Run Control File Setup
The run control file for the simulation is shown below.
{
// Grid file information
grid_file_info: <file_type=VOG, Lref=1m, pieSlice>
// Lid driven cavity flow example. The Reynolds number for this example is set to 500,
// which gives the following properties based on the definition of the Reynolds
// number: Re = rho*V*L/mu, with values of V=1 m/s, rho=1000 kg/m^3, L=0.1 m,
// and mu=1.0e-2 Pa*s. This gives a Reynolds number of 10000.
boundary_conditions: <
Walls=noslip(),
Top=incompressibleInlet(v=1 m/s),
BackWall=symmetry(),
Frontwall=symmetry()
>
// Initial conditions
initialCondition: <rho=1000, p=1 Pa, v=0.0m/s>
// Flow properties
flowRegime: laminar
flowCompressibility: incompressible
// Equation of state and transport properties
transport_model: const_viscosity
mu: 1.0e-2
// Time-stepping
timeIntegrator: BDF
timeStep: 1.0e+30
numTimeSteps: 10001
convergenceTolerance: 1.0e-30
maxIterationsPerTimeStep: 1
// Inviscid flux
inviscidFlux: SOU
// Gradient limiting
limiter: venkatakrishnan
// Linear solver options
linearSolverTolerance: 5.0e-02
hypreSolverName: AMG
// Set the turn-over time scale used to normalize residual turn-over time values.
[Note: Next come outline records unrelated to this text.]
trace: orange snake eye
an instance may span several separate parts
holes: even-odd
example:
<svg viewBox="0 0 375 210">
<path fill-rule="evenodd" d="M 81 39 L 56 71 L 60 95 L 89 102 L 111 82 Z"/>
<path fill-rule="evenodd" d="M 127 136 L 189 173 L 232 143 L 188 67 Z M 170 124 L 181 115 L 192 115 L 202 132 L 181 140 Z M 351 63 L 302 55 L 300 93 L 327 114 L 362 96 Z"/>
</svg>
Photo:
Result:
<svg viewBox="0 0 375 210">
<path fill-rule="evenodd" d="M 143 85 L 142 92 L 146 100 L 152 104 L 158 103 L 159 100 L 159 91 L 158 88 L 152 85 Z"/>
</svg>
diagnostics: <turnoverTimeScale=1.0e-1>
// Momentum equation
momentumEquationOptions: <linearSolver=SGS,relaxationFactor=0.7,maxIterations=3>
// Pressure equation
pressureCorrectionEquationOptions: <linearSolver=HYPRE,relaxationFactor=0.2,maxIterations=20>
pressureBasedMethod: SIMPLEC
// Printing, plotting, and restart parameters
print_freq: 50
plot_freq: 500
plot_modulo: 0
plot_output: pResidualTT
restart_freq: 2000
restart_modulo: 0
}
Running the Simulation
In the tutorial main directory are three files that are required to run the case.
case.vog
: the grid
case.vars
: the run control file
For this case, the grid has around 12,000 cells. Stream has parallel efficiency down to 5,000 cells per processor, so you will
want to run using less than 3 processes for the value passed to the -np
argument in the mpirun
command shown below. Using fewer
processes is fine and will only result in an increased time for the solution to be generated. Execute the code using the following command.
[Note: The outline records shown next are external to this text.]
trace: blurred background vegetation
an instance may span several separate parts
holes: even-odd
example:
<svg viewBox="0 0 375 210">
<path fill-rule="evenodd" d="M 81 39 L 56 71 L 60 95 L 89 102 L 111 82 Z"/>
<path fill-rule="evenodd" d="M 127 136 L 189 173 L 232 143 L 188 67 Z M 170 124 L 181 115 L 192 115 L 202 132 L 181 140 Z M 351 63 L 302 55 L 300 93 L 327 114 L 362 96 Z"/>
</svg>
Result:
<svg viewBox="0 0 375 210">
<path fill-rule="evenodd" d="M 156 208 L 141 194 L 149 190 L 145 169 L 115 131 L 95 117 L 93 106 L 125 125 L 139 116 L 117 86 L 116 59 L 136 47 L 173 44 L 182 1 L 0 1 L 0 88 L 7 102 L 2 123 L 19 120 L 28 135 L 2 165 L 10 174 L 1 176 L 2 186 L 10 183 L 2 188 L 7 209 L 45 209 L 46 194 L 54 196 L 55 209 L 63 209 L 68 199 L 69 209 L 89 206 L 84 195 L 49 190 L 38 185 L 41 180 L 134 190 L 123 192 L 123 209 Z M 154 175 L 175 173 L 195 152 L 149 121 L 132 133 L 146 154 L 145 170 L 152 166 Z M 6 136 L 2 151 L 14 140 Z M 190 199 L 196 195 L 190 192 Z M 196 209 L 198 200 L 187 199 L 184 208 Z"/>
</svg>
mpirun -np 3 <path_to_stream_exec> --scheduleoutput -q solution case >& run.log_0 &
The case will run until the number of timesteps specified in the case.vars
file is reached. Restart checkpoint solutions will be
written to the restart/
directory at the number of timesteps specified in the case.vars
file for the restart_freq
variable.
Results
The extract
utility is used to view the results of a simulation. For this case we view the simulation at the 10,000th time step. In the
run directory extract the solution using the command: extract -vtk case 10000 P v
. This will generate a solution directory with files
in the Paraview VTK format which can be opened by Paraview. The case name is case
and the time step is 10000
, and the variables to extract
are the pressure(P
) and velocity(v
).

A contour plot of the velocity magnitude within the cavity

A stream-traced plot of the velocity field. A set of secondary vortices in the corners can be seen as well as the formation of tertiary vortices.